Car races through the decades set to appropriate music played on the big screens as the Top Gear Live stunt drivers screamed around in four small Fords. Murph showed up in a ute and their first host race was introduced: making cars from items found at the garden centre.

James May made a twin engined front wheel drive motorcycle from whipper snippers, Murph made a sun lounger powered by six chainsaws - which won- and Clarkson made a Flym hovercraft with leaf blowers, which came last.

Clarkson's losing hovercraft.

Clarkson recovered from his loss by poking fun at the crowd on a walkabout, ridiculing a man for having a handlebar moustache and a shirt made from his mother's curtains but identifying with the bad dress sense as he was awarded joint worst dressed man on British television with James May (and Hammond hired a stylist but still got fourth worst place!) Clarkson found a long-haired man he called Jesus and asked what he drives. "Jesus drives a Holden Statesman!" he declared in great mirth.

Next up: audience participation with the Cool Wall. The crowd could hold up green or red sides of cards for a sensor to detect and move each car to the sub zero, cool or uncool side of the screen. The Fiat 500, the new Rolls Royce, BMW M3, new Porsche 911 and Mercedes SL all were awarded cool status. Clarkson then shot a photo down a woman's top of her cleavage to use as the photo to represent tonight's show on the lap times board.

Time for some more rubber hitting the metal. The Tokyo Drivers skidded around a pony-tailed long sock-wearing woman in Evos with manga livery with a police car (rebranded with 'To Punish and Enslave') in hot pursuit.
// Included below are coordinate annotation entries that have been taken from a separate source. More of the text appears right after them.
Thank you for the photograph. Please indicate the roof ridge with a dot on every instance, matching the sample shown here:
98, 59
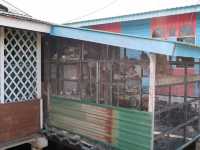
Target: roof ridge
127, 17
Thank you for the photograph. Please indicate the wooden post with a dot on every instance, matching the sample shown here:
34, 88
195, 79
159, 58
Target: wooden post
152, 83
2, 64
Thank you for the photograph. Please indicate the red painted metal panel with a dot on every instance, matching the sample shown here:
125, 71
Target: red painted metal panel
175, 22
178, 90
112, 27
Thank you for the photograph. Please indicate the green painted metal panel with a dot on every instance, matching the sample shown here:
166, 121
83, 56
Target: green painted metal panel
121, 128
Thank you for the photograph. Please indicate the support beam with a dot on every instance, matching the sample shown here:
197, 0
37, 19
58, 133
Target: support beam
152, 84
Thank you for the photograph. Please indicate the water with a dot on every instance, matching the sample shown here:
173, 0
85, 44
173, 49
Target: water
52, 146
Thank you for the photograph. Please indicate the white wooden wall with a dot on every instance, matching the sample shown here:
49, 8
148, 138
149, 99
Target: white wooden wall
20, 65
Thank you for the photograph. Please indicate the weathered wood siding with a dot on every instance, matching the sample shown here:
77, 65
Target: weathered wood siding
18, 120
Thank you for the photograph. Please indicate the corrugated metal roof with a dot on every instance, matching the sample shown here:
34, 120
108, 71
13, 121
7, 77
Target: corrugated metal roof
13, 12
128, 41
138, 16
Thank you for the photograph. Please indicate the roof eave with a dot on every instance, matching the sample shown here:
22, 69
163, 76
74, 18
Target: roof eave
127, 41
24, 23
137, 16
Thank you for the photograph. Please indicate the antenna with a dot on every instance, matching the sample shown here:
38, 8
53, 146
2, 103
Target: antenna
16, 8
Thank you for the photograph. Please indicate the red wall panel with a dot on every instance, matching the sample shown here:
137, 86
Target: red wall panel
176, 22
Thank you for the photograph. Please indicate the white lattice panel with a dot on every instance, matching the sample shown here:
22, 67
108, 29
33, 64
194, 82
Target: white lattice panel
20, 63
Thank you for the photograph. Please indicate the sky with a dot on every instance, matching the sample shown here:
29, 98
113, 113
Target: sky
62, 11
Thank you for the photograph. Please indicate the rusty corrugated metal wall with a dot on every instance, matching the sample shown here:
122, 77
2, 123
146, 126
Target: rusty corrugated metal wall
122, 128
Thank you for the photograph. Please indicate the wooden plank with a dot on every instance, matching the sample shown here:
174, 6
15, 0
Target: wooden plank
19, 120
152, 86
169, 80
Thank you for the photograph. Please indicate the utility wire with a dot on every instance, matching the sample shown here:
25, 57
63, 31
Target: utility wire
95, 11
16, 8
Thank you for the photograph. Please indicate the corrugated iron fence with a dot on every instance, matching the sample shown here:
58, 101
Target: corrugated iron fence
123, 129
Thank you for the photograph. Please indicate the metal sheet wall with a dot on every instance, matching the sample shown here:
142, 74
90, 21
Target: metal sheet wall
121, 128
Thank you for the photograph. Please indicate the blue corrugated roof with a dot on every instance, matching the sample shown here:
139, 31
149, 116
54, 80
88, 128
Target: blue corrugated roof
138, 16
128, 41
A hot pink Evo painted in Asian manga atop the platform.



And back to our hosts. Clarkson, mocker of all things environmental, is surprisingly riding a bicycle- but no ordinary bicycle- it is fitted with a jet pack. He rides it in a loop and off stage to a massive crash sound which fails to get much audience excitement as is very clearly slapstick stagery and May has to come on and pretend he's dead and in true British fashion, say, "Anyway..." This segment was mildy amusing but failed to fire on all cylinders.
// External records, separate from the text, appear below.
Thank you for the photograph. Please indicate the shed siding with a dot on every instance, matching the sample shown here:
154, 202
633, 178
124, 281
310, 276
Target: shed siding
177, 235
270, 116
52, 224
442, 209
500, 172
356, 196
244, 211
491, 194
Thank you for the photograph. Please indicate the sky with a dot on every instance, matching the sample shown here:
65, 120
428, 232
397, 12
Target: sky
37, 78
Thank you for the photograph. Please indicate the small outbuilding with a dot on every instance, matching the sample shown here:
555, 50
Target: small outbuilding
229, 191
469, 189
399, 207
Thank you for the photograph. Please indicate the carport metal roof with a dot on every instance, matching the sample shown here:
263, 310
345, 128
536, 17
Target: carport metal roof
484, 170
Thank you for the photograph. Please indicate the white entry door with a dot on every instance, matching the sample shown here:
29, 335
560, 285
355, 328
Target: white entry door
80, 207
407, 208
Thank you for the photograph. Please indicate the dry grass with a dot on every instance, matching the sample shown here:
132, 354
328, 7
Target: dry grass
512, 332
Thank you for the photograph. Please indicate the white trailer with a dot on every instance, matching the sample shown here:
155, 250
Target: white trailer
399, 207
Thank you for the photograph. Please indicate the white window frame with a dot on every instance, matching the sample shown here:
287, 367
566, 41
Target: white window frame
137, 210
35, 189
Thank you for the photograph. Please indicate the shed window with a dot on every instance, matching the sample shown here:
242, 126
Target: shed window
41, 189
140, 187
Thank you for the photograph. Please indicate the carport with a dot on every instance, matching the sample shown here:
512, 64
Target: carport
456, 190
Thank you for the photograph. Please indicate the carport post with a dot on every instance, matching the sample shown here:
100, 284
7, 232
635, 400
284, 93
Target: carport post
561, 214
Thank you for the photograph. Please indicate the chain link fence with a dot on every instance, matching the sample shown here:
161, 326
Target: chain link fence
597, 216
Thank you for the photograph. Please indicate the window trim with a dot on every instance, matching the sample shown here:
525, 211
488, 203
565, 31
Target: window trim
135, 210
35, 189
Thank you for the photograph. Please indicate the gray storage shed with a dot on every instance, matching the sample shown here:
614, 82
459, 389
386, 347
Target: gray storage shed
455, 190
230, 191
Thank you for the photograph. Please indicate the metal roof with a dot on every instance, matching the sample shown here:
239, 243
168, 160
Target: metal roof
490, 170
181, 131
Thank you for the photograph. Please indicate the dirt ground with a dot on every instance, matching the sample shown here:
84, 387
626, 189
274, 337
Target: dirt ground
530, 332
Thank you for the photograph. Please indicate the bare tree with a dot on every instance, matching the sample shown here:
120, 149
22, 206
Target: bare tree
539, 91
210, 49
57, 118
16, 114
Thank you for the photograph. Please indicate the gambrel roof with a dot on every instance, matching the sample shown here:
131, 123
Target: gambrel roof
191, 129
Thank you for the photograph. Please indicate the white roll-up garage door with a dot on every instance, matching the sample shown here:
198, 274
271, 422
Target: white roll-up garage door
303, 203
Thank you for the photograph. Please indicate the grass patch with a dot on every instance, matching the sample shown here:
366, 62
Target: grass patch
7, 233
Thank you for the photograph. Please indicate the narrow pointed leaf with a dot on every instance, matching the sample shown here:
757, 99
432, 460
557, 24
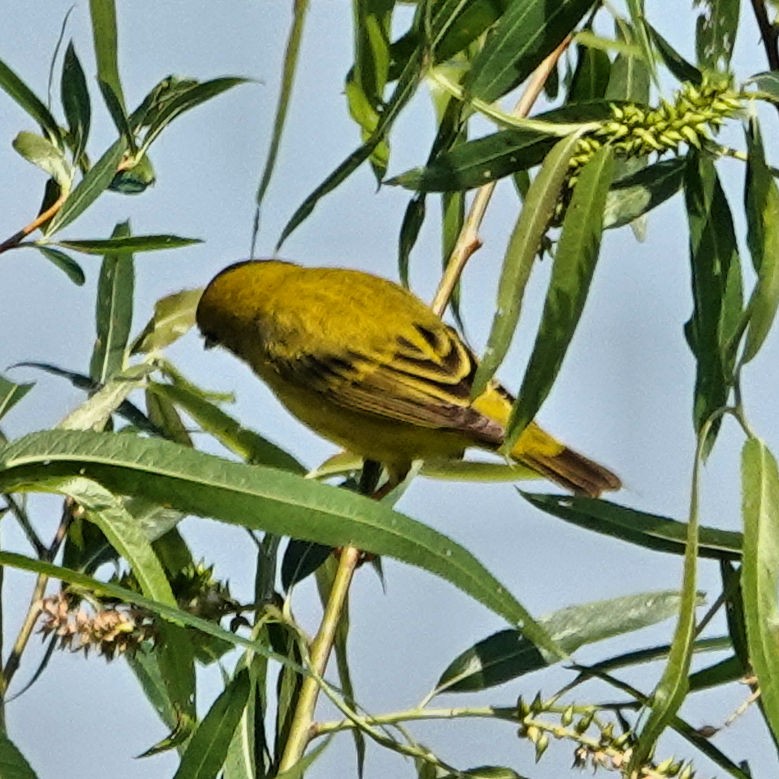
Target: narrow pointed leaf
257, 498
507, 654
104, 37
638, 193
247, 444
291, 54
524, 243
94, 183
680, 68
715, 33
11, 393
129, 243
760, 572
527, 32
185, 101
574, 265
114, 310
762, 207
174, 315
45, 155
13, 764
75, 100
26, 99
714, 259
660, 534
207, 749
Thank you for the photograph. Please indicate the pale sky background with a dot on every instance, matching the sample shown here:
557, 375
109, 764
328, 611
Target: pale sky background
623, 396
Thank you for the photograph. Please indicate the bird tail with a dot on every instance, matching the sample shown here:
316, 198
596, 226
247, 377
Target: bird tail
546, 455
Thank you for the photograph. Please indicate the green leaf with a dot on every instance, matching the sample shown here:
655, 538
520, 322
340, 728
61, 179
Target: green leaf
507, 654
767, 85
524, 243
104, 35
660, 534
592, 75
760, 571
715, 270
11, 393
75, 101
404, 90
64, 262
572, 271
680, 68
12, 762
26, 99
113, 310
185, 100
174, 315
247, 444
527, 32
118, 114
129, 243
122, 531
715, 33
257, 498
46, 156
207, 749
762, 208
291, 54
94, 183
638, 193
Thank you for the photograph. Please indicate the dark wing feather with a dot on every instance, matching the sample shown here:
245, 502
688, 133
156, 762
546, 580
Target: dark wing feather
425, 382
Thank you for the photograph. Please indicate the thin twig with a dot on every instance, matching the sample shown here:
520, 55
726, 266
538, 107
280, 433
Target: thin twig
300, 729
25, 631
468, 242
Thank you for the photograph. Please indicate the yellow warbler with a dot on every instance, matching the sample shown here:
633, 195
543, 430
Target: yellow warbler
365, 363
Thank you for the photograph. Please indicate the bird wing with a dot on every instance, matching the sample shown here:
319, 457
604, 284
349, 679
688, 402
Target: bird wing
421, 377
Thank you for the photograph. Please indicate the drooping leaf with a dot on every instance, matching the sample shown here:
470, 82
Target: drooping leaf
257, 498
527, 32
75, 101
524, 243
128, 243
64, 262
660, 534
113, 310
27, 100
762, 209
207, 749
94, 183
13, 764
638, 193
240, 440
591, 76
760, 571
574, 265
715, 33
11, 393
299, 13
716, 273
680, 68
506, 655
45, 155
104, 37
174, 315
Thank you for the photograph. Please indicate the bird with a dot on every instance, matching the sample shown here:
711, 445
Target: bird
366, 364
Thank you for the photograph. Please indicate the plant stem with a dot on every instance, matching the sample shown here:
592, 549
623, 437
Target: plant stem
300, 730
468, 242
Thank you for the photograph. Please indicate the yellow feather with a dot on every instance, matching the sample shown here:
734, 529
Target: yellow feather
368, 365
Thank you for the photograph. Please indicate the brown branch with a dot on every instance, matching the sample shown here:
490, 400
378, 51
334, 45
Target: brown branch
43, 217
468, 242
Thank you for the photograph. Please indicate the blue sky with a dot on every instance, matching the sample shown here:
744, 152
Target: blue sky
623, 396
Apparently there's a very famous USA stunt race driver called Ken Block whom Top Gear interviewed on the last season and James May rode passenger whilst Ken Block performed tricks. They showed footage of the episode with a very frightened-looking May, and played a voice message of Ken Block saying, "I'm not coming to Auckland as James peed on my seat." In lieu of the real Ken Block, they 'found' another 'Ken' backstage, an unlikely looking suspect; balding, bespectacled and older. This Ken predictably can drive extremely well and does some fast laps in a Ken painted car.

Next up: the supercars.

A short clip from Top Gear played where Clarkson lamented that he thought "due to the economy, the environment and the nanny state, it'd be the end of the supercar." But he's wrong. To incredibly over-loud orchestral music perhaps trying to create an aura not dissimilar to the alien ship landing in Third Encounters, out come various supercars. a Ferrari 599, F40, Enzo, Lamborghini Murchielago, V8 Vantage, DB5 and a rally car I think was called a X PO.
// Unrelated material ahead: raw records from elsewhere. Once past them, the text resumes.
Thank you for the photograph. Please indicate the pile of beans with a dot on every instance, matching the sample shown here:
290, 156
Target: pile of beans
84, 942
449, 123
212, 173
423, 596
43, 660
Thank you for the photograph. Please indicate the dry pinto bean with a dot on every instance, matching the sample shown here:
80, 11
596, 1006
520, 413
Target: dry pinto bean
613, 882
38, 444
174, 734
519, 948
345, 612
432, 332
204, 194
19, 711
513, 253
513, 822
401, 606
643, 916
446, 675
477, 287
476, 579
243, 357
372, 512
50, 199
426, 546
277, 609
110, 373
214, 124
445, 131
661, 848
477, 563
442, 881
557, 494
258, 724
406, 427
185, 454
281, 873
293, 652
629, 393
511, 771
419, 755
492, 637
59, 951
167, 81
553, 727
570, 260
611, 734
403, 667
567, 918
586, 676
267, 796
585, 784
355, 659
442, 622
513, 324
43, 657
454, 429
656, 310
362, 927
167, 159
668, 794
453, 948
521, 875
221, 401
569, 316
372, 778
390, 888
Below: a Lamborghini Murchielago. Clarkson says the best car he and the Stig have ever driven is the Aston Martin DB5, but Murph says he would have to choose a Holden: room for your tool, your dog, your meat pie, and your girlfriend.



The audience race pitched in two teams on each side of the stadium using shouting to accelerate and green and red cards for left and right, all read by the sensors. We failed to beat a show in South Africa.

A giant soccer ball came on stage for a game of Minis captained by Murph for NZ and May for England. The score was 5-2 to NZ.

They remade Hammond's Telecom X2 commercial proving he never as stated in the illfated ad, tested planes - as he doesn't have a pilot's licemce- adn tested boats - as he vomited over the side with seasickness.

The Stig did battle in "Carmageddon", a mock fight-to-the-death TV show on BBC5 where the public are pitted against gladiator cars Shadow, Longbow and The Warthog. Stig emerged victorious and did a triumphant lap - a vertical lap that is- on the Loop Of Death.

Below Stig vs the Warthog

Photos and story, Megan Robinson 20 February 2010.